CoreWeave is portrayed as an aggressively scaled "neocloud" operator that is on track to nearly triple revenue year-over-year from 2024, but that growth is being financed almost entirely by debt. The company’s capex has exceeded revenue every quarter on record, with trailing 12‑month capex more than double sales and six times operating cash flow, leaving it with over $10 billion of long‑term debt and interest costs that consume roughly six times gross profit; an Nvidia backstop of up to $6.3 billion is noted as inadequate against a meaningful demand pullback. Oracle has issued tens of billions of dollars of bonds to fund data centers tailored to OpenAI, driving its CDS levels to highs not seen since the 2007–08 crisis and signaling materially elevated credit risk. The article highlights a concentration risk: Oracle’s buildout is premised on OpenAI commitments cited at about $300 billion over five years while OpenAI’s disclosed annual revenue is only in the low double‑digit billions and the company is reportedly loss‑making, creating a clear mismatch between expected cash flows and financed capacity.

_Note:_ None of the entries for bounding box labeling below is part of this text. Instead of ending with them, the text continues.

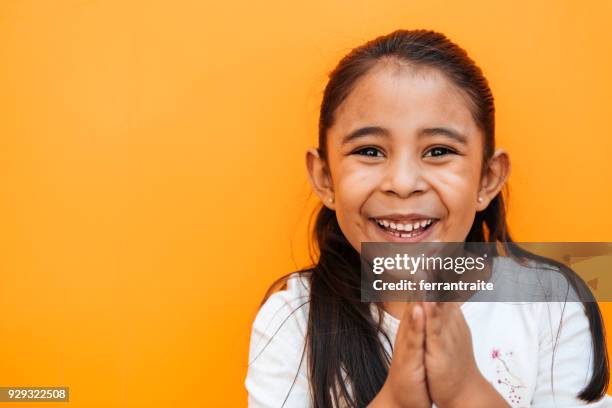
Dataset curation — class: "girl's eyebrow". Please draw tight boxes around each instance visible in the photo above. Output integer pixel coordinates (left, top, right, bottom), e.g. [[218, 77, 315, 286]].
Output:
[[419, 127, 468, 145], [342, 126, 468, 145], [342, 126, 391, 144]]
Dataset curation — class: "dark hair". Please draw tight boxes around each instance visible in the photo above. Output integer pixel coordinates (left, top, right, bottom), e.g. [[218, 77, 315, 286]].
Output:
[[264, 30, 609, 407]]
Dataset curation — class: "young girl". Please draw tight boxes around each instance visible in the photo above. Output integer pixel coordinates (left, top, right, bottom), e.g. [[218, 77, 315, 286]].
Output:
[[245, 30, 609, 407]]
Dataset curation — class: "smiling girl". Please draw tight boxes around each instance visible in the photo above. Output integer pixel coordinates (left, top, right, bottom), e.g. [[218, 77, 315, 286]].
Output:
[[245, 30, 609, 407]]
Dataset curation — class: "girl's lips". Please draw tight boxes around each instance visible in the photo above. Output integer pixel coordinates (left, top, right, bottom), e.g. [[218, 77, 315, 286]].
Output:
[[370, 219, 440, 242]]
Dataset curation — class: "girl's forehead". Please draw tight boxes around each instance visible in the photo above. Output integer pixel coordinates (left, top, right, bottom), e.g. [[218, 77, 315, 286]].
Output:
[[329, 64, 477, 139]]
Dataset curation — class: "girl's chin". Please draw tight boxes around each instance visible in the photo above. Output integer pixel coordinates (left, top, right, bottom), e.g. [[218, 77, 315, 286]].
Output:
[[369, 220, 440, 242]]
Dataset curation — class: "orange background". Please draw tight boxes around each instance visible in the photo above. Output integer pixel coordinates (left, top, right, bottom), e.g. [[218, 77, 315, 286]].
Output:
[[0, 0, 612, 408]]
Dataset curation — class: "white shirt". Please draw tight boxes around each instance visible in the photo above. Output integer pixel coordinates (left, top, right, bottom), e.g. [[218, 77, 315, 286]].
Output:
[[245, 258, 612, 408]]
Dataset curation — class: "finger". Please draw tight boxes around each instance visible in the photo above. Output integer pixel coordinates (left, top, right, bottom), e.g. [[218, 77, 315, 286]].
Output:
[[400, 302, 425, 349], [423, 302, 442, 339]]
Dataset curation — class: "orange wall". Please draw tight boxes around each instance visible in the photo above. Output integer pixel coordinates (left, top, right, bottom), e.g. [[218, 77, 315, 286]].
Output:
[[0, 0, 612, 408]]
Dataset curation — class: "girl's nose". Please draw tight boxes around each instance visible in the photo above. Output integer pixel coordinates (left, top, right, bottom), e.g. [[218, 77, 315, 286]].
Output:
[[381, 155, 428, 198]]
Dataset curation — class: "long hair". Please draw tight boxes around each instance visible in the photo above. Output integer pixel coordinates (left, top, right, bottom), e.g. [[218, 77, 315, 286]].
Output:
[[264, 30, 609, 407]]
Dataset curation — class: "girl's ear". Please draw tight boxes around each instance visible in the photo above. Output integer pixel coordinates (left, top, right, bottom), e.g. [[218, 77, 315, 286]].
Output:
[[306, 147, 335, 210], [476, 149, 512, 211]]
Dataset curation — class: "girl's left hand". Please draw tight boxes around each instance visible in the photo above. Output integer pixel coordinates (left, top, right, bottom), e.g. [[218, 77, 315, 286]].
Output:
[[424, 302, 508, 408]]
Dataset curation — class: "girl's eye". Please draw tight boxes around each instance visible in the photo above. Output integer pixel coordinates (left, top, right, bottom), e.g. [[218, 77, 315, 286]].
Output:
[[425, 146, 455, 157], [355, 147, 383, 157]]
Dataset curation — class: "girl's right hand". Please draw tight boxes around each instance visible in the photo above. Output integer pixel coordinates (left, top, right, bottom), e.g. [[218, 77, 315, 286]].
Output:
[[369, 302, 431, 408]]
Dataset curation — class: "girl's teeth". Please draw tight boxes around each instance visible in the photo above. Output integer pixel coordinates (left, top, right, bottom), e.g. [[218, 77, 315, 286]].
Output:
[[376, 219, 433, 234]]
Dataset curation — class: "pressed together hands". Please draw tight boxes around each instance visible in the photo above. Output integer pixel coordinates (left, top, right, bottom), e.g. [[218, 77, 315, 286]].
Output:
[[369, 302, 509, 408]]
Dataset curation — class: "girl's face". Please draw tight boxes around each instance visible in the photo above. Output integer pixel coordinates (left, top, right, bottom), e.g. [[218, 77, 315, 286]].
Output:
[[307, 62, 509, 251]]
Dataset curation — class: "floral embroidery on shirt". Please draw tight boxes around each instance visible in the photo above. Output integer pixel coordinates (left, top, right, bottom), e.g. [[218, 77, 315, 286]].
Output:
[[491, 348, 529, 408]]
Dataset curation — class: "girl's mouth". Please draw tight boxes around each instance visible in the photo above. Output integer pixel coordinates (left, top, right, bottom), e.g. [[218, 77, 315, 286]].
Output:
[[371, 218, 439, 242]]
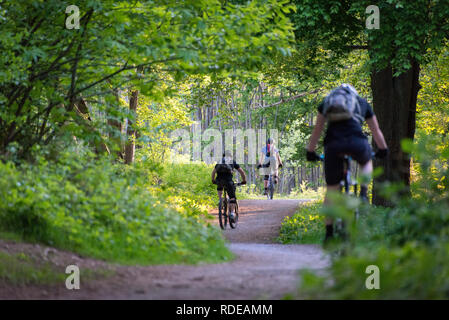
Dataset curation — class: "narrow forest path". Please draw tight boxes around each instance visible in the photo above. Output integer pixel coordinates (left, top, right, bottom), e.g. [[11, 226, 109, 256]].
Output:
[[1, 200, 328, 300]]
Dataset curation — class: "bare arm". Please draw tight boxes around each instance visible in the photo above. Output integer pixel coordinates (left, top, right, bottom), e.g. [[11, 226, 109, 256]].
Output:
[[237, 168, 246, 182], [366, 116, 388, 149], [307, 113, 326, 152]]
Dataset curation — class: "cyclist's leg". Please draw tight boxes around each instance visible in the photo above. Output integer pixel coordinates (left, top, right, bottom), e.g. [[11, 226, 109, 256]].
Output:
[[263, 174, 270, 195], [217, 183, 223, 200], [324, 143, 344, 241], [225, 180, 237, 212], [351, 139, 373, 201], [270, 157, 278, 184]]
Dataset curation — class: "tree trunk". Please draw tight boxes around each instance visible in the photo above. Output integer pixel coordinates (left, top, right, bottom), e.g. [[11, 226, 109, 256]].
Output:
[[125, 90, 139, 164], [108, 90, 123, 159], [371, 61, 420, 206]]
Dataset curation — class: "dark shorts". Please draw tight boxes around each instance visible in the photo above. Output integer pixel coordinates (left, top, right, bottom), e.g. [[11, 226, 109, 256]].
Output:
[[324, 137, 372, 185], [217, 180, 236, 199], [262, 163, 270, 181]]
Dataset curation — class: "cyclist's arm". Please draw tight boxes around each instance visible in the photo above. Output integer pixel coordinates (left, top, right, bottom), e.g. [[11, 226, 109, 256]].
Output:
[[366, 116, 388, 149], [259, 152, 265, 165], [307, 113, 326, 152], [237, 167, 246, 182], [276, 152, 282, 165]]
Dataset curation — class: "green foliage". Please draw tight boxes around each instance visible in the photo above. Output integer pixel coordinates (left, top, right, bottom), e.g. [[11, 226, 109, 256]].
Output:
[[301, 137, 449, 299], [0, 0, 293, 157], [291, 0, 449, 74], [0, 150, 230, 264], [278, 203, 324, 244]]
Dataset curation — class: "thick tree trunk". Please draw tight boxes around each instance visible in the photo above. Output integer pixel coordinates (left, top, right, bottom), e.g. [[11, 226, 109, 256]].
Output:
[[371, 61, 420, 206], [108, 90, 123, 159], [125, 90, 139, 164]]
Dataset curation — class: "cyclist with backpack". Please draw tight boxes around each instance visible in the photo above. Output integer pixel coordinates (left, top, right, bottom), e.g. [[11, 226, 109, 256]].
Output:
[[257, 138, 282, 195], [306, 84, 388, 241], [212, 151, 246, 220]]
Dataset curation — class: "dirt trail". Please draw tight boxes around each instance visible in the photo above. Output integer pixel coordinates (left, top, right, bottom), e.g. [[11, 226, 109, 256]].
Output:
[[0, 200, 328, 300]]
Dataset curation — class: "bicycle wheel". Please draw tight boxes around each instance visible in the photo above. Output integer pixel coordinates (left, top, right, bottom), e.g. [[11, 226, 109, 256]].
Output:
[[218, 198, 228, 230], [229, 201, 239, 229]]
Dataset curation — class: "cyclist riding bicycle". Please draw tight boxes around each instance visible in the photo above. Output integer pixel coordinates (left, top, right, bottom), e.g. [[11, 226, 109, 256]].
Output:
[[212, 151, 246, 220], [307, 84, 388, 241], [257, 138, 282, 195]]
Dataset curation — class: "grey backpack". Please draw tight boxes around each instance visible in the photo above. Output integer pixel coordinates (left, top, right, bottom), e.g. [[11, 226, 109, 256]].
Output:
[[323, 86, 364, 123]]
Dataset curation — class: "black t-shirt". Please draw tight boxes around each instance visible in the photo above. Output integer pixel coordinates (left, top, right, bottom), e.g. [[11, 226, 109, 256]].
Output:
[[318, 97, 374, 144], [215, 159, 240, 180]]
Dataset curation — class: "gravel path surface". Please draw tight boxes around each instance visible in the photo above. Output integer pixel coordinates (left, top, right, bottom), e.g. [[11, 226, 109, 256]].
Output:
[[0, 200, 329, 300]]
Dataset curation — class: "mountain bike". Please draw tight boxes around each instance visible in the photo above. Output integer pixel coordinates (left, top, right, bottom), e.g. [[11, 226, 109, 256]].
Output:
[[215, 182, 243, 230], [267, 174, 274, 200], [320, 152, 375, 240]]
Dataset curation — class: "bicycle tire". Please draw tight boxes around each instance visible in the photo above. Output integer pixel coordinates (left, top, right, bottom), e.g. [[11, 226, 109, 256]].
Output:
[[229, 202, 239, 229], [218, 199, 228, 230]]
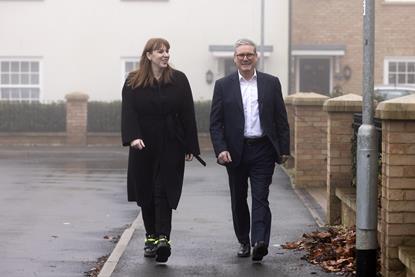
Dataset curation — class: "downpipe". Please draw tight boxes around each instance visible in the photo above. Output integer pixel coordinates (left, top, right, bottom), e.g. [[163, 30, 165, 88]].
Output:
[[356, 124, 378, 277]]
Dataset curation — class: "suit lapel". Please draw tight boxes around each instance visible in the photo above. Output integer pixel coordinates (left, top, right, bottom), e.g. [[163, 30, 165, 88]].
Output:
[[256, 71, 265, 116]]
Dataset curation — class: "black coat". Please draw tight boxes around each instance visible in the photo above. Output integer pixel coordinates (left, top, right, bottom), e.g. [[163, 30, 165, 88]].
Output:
[[210, 71, 290, 166], [121, 70, 200, 209]]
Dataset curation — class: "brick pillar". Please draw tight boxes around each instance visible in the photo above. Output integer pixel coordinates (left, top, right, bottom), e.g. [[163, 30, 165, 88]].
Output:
[[323, 94, 362, 225], [292, 92, 328, 187], [376, 95, 415, 277], [65, 92, 89, 145]]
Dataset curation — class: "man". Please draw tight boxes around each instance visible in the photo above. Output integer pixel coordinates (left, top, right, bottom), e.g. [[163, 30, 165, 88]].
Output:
[[210, 39, 290, 261]]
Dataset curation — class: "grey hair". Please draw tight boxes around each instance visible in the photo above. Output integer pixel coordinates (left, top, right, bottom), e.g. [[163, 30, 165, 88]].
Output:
[[234, 38, 256, 53]]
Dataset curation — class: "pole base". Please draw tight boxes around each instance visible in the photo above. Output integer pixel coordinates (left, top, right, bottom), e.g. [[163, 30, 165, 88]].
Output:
[[356, 249, 377, 277]]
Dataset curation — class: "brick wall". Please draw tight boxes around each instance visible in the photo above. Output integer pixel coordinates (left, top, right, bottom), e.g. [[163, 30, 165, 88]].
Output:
[[292, 0, 415, 94], [376, 95, 415, 277], [324, 94, 362, 225], [292, 93, 328, 187]]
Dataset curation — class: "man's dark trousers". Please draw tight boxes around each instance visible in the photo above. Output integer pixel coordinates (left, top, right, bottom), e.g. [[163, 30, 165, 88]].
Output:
[[226, 138, 276, 246]]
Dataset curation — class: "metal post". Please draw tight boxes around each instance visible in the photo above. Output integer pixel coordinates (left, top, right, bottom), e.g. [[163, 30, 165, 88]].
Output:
[[259, 0, 265, 72], [356, 0, 378, 277]]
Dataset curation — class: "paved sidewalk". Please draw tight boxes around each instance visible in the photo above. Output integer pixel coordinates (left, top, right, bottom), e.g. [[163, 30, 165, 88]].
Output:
[[107, 154, 334, 277]]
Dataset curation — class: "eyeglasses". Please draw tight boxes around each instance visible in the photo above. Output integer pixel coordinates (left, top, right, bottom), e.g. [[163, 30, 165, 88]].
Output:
[[236, 53, 255, 61]]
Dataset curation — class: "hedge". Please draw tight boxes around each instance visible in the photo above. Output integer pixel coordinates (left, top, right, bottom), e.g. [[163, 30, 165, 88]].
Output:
[[0, 101, 211, 132], [0, 101, 66, 132]]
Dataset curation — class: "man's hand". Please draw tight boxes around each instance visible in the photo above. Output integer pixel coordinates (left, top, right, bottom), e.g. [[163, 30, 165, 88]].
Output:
[[218, 151, 232, 164], [184, 154, 193, 162], [130, 139, 146, 150], [281, 155, 290, 163]]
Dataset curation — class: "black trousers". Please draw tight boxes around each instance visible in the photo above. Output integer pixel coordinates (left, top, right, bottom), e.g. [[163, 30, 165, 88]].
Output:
[[141, 175, 172, 239], [227, 139, 276, 245]]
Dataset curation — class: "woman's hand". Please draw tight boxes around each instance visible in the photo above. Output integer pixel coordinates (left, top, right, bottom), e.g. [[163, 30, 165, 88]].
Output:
[[184, 154, 193, 161], [130, 139, 146, 150]]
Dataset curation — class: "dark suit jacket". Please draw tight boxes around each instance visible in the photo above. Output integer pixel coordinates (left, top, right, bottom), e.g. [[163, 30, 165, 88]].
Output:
[[210, 71, 290, 166]]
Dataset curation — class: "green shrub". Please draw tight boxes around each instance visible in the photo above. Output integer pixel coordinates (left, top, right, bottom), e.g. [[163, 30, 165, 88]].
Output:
[[0, 101, 66, 132], [88, 101, 121, 132]]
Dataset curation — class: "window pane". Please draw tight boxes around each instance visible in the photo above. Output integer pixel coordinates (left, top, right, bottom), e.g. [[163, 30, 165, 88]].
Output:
[[11, 74, 19, 85], [30, 88, 40, 99], [20, 62, 29, 72], [30, 74, 39, 85], [1, 73, 10, 85], [389, 74, 396, 85], [10, 88, 20, 99], [389, 62, 396, 72], [1, 88, 10, 99], [398, 62, 406, 72], [20, 74, 29, 85], [20, 88, 30, 99], [11, 62, 20, 72], [30, 62, 39, 72], [1, 62, 10, 72]]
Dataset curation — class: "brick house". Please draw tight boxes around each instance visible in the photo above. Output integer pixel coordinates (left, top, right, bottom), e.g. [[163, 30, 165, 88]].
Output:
[[290, 0, 415, 95]]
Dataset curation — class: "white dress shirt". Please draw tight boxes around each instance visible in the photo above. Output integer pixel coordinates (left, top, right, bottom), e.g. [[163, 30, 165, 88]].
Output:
[[238, 71, 263, 138]]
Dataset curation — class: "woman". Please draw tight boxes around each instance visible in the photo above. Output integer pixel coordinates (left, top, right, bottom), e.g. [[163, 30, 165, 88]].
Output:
[[121, 38, 200, 262]]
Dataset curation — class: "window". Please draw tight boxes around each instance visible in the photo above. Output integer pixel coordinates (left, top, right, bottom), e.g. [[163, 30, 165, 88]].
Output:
[[384, 57, 415, 85], [121, 58, 138, 83], [0, 59, 41, 101]]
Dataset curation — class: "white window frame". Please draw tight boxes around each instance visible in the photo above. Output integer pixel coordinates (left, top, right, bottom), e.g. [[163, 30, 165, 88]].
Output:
[[383, 56, 415, 86], [0, 56, 43, 102], [121, 57, 140, 86]]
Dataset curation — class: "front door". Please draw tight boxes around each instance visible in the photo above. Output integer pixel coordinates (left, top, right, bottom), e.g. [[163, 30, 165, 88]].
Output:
[[299, 58, 330, 95]]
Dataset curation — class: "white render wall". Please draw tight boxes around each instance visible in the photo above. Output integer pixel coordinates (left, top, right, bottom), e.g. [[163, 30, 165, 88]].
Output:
[[0, 0, 288, 101]]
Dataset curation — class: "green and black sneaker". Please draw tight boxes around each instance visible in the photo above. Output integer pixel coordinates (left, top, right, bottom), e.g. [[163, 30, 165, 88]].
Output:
[[144, 235, 157, 258], [156, 235, 171, 263]]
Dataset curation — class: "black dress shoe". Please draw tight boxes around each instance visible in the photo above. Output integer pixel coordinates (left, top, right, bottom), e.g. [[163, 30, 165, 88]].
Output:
[[252, 241, 268, 261], [156, 236, 171, 263], [144, 235, 157, 258], [238, 243, 251, 258]]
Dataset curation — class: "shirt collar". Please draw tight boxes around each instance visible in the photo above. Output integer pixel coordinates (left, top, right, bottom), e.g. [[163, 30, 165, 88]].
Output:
[[238, 69, 257, 82]]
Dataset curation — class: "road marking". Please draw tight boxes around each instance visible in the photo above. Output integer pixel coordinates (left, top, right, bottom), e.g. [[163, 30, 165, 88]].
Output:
[[98, 213, 141, 277]]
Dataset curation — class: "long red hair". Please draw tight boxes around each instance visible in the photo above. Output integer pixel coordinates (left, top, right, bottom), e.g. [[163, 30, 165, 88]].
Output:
[[127, 38, 173, 88]]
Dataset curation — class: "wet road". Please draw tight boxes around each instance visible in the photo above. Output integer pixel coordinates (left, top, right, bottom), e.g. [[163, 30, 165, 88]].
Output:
[[0, 146, 138, 277], [111, 153, 336, 277]]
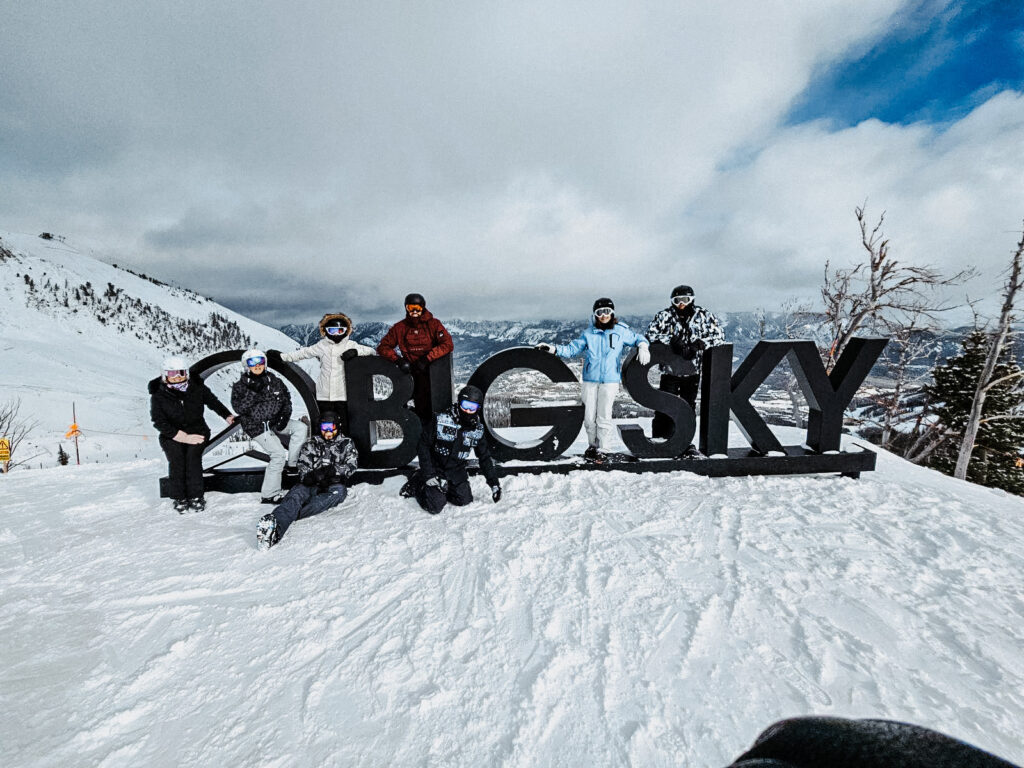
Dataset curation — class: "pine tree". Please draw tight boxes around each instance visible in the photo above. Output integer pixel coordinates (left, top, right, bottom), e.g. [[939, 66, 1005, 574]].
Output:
[[926, 331, 1024, 495]]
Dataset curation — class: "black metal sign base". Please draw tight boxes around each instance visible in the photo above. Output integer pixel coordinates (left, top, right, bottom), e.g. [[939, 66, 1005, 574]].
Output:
[[160, 445, 877, 498]]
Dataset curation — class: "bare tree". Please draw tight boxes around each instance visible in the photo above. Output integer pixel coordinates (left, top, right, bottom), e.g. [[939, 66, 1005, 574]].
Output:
[[0, 398, 38, 469], [821, 204, 974, 372], [953, 225, 1024, 480]]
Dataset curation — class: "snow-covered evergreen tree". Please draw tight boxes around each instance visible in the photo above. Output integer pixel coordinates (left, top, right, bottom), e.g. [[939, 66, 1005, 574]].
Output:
[[927, 331, 1024, 495]]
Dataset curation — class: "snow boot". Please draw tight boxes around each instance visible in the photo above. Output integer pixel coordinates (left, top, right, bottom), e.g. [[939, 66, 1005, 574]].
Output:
[[256, 514, 278, 549]]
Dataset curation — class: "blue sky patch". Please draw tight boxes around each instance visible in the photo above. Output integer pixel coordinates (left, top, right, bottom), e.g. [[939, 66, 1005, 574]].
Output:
[[786, 0, 1024, 127]]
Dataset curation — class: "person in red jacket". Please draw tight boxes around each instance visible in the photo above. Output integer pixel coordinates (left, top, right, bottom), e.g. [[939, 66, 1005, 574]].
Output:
[[377, 293, 454, 422]]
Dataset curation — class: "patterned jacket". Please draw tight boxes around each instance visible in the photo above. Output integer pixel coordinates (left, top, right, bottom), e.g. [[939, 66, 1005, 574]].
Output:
[[419, 406, 498, 485], [231, 371, 292, 437], [377, 309, 455, 362], [647, 304, 725, 373], [298, 434, 359, 482]]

Taken together, both companies are characterised as "betting the farm" on continued acceleration of AI demand; the sentiment and per‑ticker signals are strongly negative for CRWV and notably negative for ORCL. Key near‑term risks are deteriorating demand, rising funding costs, widening CDS spreads, and customer concentration, all of which would materially impair credit metrics and equity valuations if AI enthusiasm subsides.